Meditations on data processing pipelines - Part 3

Published on Sep 1, 2025

·

17 min read

Blogpost Main

Prelude

We tried implementing data processing pipelines in pure OOP and pure FOP. Both approaches worked but not without significant downsides. Ok, maybe Functional-Oriented Programming had fewer of those, but still.

Here we will try to get the best out of both approaches.

A mix

So what were the good parts of each approach?

In OOP, we saw that structure in the code became rather enforced and this came with a lack of flexibility. Adding new data ingestions became in principle simple and streamlined; same with changes that affect all pipelines. However as soon as we encountered an edge case, it all crumbled like a house of cards.

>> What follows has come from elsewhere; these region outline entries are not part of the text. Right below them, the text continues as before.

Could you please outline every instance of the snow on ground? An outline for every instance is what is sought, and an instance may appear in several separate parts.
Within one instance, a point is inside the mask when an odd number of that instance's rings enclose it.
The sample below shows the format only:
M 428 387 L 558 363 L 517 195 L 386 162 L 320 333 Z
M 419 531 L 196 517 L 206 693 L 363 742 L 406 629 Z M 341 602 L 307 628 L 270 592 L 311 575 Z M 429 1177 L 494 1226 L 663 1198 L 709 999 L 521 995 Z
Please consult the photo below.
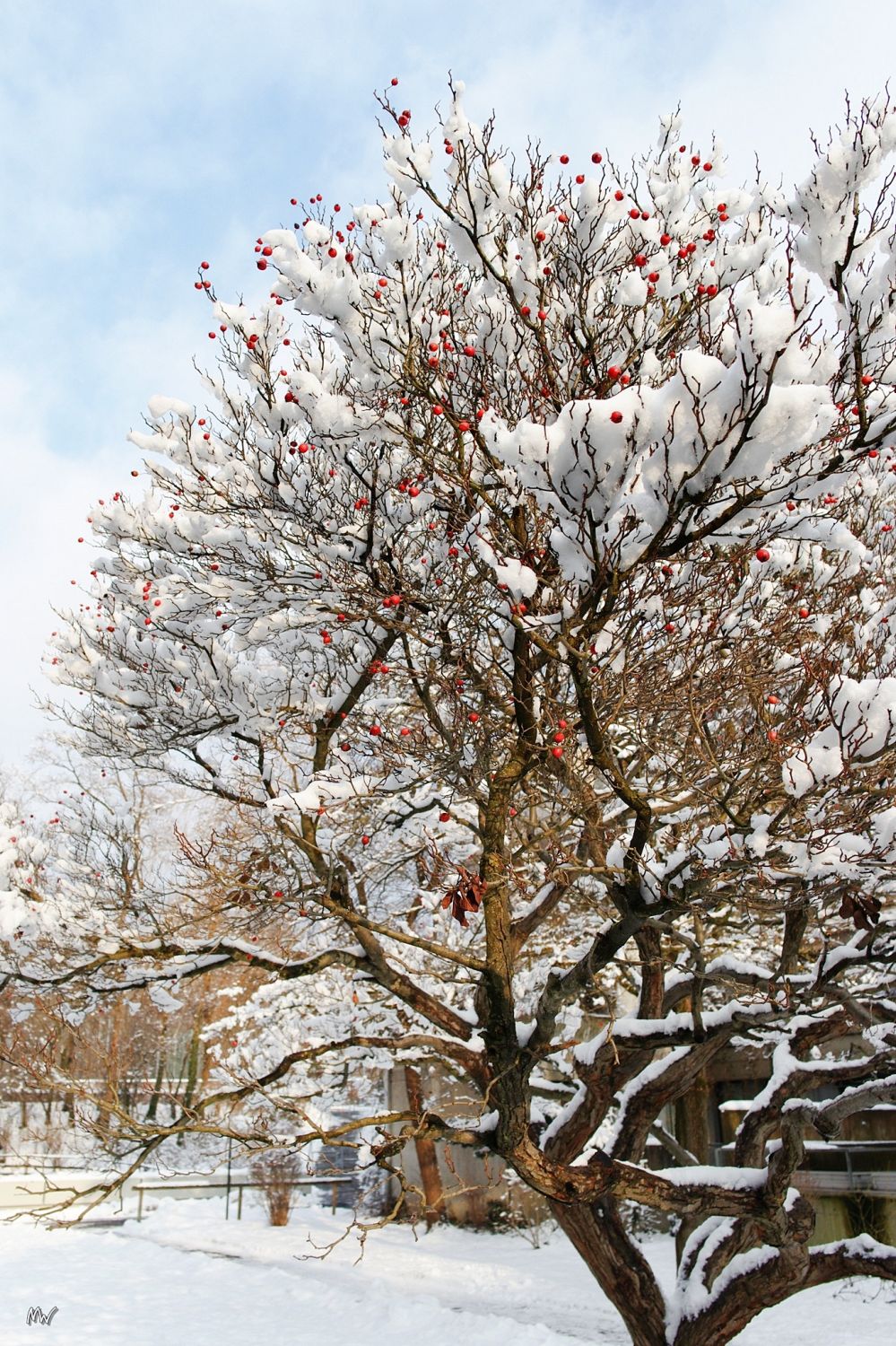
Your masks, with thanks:
M 141 1224 L 36 1228 L 0 1224 L 3 1346 L 34 1346 L 28 1308 L 58 1306 L 52 1346 L 624 1346 L 619 1320 L 560 1234 L 531 1248 L 513 1234 L 394 1226 L 373 1233 L 361 1263 L 346 1240 L 323 1261 L 301 1260 L 344 1229 L 316 1207 L 270 1229 L 260 1211 L 225 1222 L 221 1201 L 163 1201 Z M 663 1280 L 671 1245 L 648 1256 Z M 743 1346 L 862 1346 L 892 1341 L 892 1291 L 806 1291 L 763 1314 Z M 870 1302 L 868 1302 L 870 1299 Z M 43 1339 L 43 1338 L 38 1338 Z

In FOP, it was the opposite. One could do virtually anything. However structure became the responsibility of the developers; all developers, across time. Unlike OOP, it did not require much initial thought, hence allowed for what business likes most: speed. Changes could easily be implemented, however without the developer maintaining a reasonable structure, it quickly led to spaghetti code; of many types!

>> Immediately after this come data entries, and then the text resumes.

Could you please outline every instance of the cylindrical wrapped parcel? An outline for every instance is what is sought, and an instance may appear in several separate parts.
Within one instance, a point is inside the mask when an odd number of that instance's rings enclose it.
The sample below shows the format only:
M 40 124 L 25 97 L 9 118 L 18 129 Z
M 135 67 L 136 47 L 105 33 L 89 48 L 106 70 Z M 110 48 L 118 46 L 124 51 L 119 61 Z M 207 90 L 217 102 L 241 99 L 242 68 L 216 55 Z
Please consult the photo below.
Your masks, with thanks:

So before trying to union these approaches, let’s review what this design really depends on.

Considerations

These are details that should be considered when starting a project with data processing pipelines.

  • Programming language and its ecosystem. All the examples we have seen so far are in Python, which provides certain perks, such as multiple-inheritance. These perks affect the overall final design.

  • Expected project lifespan. Is this more of a POC, perhaps a couple of months long, or something business has already committed to long-term? With a POC, clearly one needs to provide value fast to justify the existence of such a project, which naturally leads to taking shortcuts.

  • Number of pipelines. Do we expect a lot of datasets, or just a few?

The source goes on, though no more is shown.